Tax policies in developing countries are puzzling on many dimensions, given the sharp contrast between these policies and both those seen in developed countries and those forecast in the optimal tax literature. In their paper, Gordon and Li explore how forecasted policies change if firms can successfully evade taxes by conducting all business in cash, thus avoiding any use of the financial sector. The forecasted policies that result are much closer to those observed.

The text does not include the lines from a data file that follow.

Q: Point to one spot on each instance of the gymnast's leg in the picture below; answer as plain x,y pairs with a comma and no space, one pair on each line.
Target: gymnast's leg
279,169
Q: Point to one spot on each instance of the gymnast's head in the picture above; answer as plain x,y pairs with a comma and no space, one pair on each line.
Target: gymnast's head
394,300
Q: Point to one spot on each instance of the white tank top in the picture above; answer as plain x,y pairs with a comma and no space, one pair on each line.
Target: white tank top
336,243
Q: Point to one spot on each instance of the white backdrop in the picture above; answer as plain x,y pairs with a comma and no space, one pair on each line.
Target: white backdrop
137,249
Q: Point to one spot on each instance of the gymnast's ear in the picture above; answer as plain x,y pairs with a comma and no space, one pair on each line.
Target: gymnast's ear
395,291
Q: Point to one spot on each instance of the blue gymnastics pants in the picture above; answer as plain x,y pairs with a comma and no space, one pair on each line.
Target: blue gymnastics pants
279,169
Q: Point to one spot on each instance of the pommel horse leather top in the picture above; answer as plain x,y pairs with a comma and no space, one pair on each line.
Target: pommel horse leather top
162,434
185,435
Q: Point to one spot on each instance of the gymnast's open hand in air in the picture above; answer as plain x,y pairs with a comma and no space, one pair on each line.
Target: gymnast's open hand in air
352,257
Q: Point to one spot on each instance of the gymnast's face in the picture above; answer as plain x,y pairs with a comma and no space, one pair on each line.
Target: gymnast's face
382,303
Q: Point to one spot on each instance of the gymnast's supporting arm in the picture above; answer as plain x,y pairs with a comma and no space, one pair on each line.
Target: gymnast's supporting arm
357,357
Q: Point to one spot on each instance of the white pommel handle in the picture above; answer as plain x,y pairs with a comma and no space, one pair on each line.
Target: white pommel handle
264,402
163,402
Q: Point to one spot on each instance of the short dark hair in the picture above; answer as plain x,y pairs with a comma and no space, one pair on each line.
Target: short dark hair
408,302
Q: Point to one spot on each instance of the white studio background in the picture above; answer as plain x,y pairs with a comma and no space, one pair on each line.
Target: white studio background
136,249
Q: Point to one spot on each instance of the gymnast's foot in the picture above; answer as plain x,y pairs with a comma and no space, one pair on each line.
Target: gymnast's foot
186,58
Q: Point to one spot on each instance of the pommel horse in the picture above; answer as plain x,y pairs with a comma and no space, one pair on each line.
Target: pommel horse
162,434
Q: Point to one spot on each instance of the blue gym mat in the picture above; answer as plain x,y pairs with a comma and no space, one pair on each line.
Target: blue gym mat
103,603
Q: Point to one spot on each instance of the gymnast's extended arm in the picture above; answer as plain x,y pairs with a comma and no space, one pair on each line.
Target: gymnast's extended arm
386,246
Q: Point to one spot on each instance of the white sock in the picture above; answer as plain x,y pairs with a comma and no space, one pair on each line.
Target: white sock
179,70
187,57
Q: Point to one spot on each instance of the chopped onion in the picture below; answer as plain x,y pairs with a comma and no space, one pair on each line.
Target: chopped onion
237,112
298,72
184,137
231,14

Half of college students drop out before completing a degree. These low rates of college completion among young people should be viewed in the context of slow future growth in the educated labor force, as the well-educated baby boomers retire and new workers  are drawn from populations with historically low education levels. Dynarski establishes a causal link between college costs and the share of workers with a college education. She exploits the introduction of two large tuition subsidy programs, finding that they increase the share of the population that completes a college degree by 3 percentage points. The effects are strongest among women, with white women increasing degree receipt by 3.2 percentage points and the share of nonwhite women attempting or completing any years of college increasing by 6 and 7 percentage points, respectively. A cost-benefit analysis indicates that tuition reduction can be a socially efficient method for increasing college completion. However, even with the offer of free tuition, a large share of students continue to drop out, suggesting that the direct costs of school are not the only impediment to college completion.